La Trobe University educators staged a 36-hour stopwork last week, affecting classes at the Bundoora, Bendigo, Shepparton, Albury and Mildura campuses.
Four picket lines were set up around the multi-entrance Bundoora campus.
The industrial action was called after the failure of university staff to progress a new collective bargaining agreement with management. The previous three-year agreement ended 18 months ago.
After almost two years of negotiations, staff rejected an offer they claim falls below the salary average at other universities, saying it would leave staff worse off in real terms.
National Tertiary Education Union (NTEU) La Trobe University branch president Virginia Mansel Lees said the university’s recent announcement of 350 job losses meant even heavier workloads and had added to discontent among staff.
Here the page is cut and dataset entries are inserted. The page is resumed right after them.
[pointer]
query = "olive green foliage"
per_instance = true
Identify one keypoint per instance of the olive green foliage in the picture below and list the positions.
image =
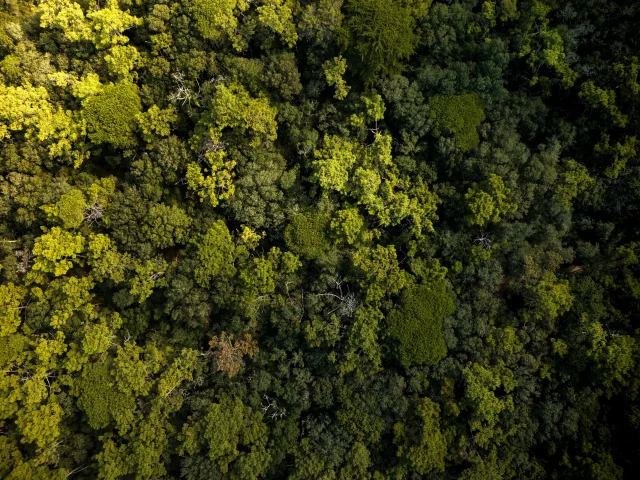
(417, 324)
(70, 209)
(488, 201)
(319, 239)
(217, 18)
(306, 235)
(427, 452)
(381, 35)
(111, 114)
(460, 115)
(215, 254)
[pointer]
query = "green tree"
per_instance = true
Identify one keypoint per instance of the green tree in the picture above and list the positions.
(421, 442)
(461, 115)
(489, 201)
(111, 114)
(215, 254)
(417, 324)
(381, 35)
(306, 235)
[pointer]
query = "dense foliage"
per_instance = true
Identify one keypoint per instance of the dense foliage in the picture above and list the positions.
(319, 239)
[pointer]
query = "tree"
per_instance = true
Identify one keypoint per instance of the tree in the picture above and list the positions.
(111, 114)
(54, 251)
(417, 324)
(305, 235)
(381, 35)
(228, 353)
(422, 443)
(461, 115)
(233, 437)
(215, 254)
(334, 69)
(215, 19)
(488, 201)
(70, 209)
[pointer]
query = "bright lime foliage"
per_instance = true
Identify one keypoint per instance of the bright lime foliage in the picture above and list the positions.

“Management’s offer of 10.25 per cent [pay rise] over four-and-a-half years is less than the rate of inflation,” Ms Mansel Lees said.
“This pay offer is in real terms a pay cut for staff, who are already stretched to capacity with unfair workloads. Compared to the bonuses received by senior management, and taking into account the vice-chancellor’s assurances of La Trobe’s sound financial position, we think our pay requests are more than reasonable.”
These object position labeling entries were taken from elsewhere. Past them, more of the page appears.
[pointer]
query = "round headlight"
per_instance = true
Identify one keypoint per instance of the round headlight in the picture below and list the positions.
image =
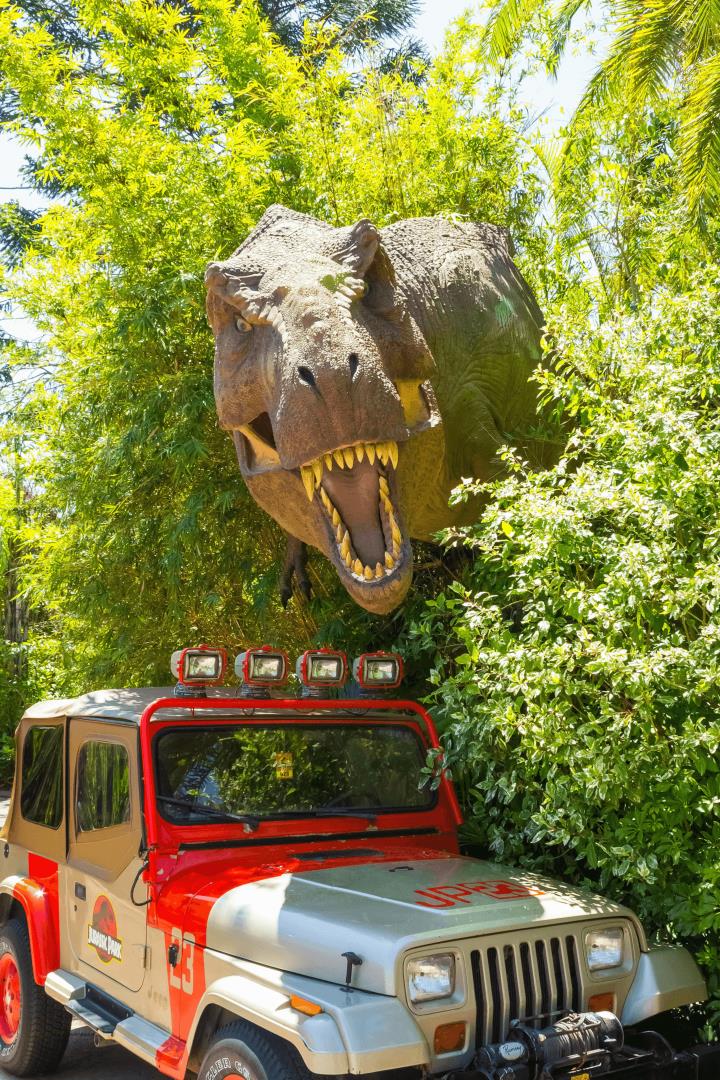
(431, 977)
(603, 948)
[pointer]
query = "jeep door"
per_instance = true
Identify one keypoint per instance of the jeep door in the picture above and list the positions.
(107, 922)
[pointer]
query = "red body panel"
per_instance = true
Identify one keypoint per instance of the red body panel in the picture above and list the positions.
(39, 896)
(186, 883)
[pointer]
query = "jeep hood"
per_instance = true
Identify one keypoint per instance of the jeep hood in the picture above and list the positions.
(304, 921)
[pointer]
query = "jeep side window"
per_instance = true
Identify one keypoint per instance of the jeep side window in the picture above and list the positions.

NTEU La Trobe branch organiser Liz Schroeder was even more direct.
“The university can’t retain and attract great staff if it’s paying amongst the lowest pay rates in the sector,” she said.
The warring parties are due to meet again this week and NTEU assistant national secretary Matt McGowan said there were positive indications the university’s management wanted to resolve the dispute.
But further industrial action is foreshadowed if there is no progress.
“Universities rely on the goodwill of their staff,” Mr McGowan said.
“They are announcing the university will take more and more students and there are going to be job cuts. They’re asking more and more of staff without compensation.”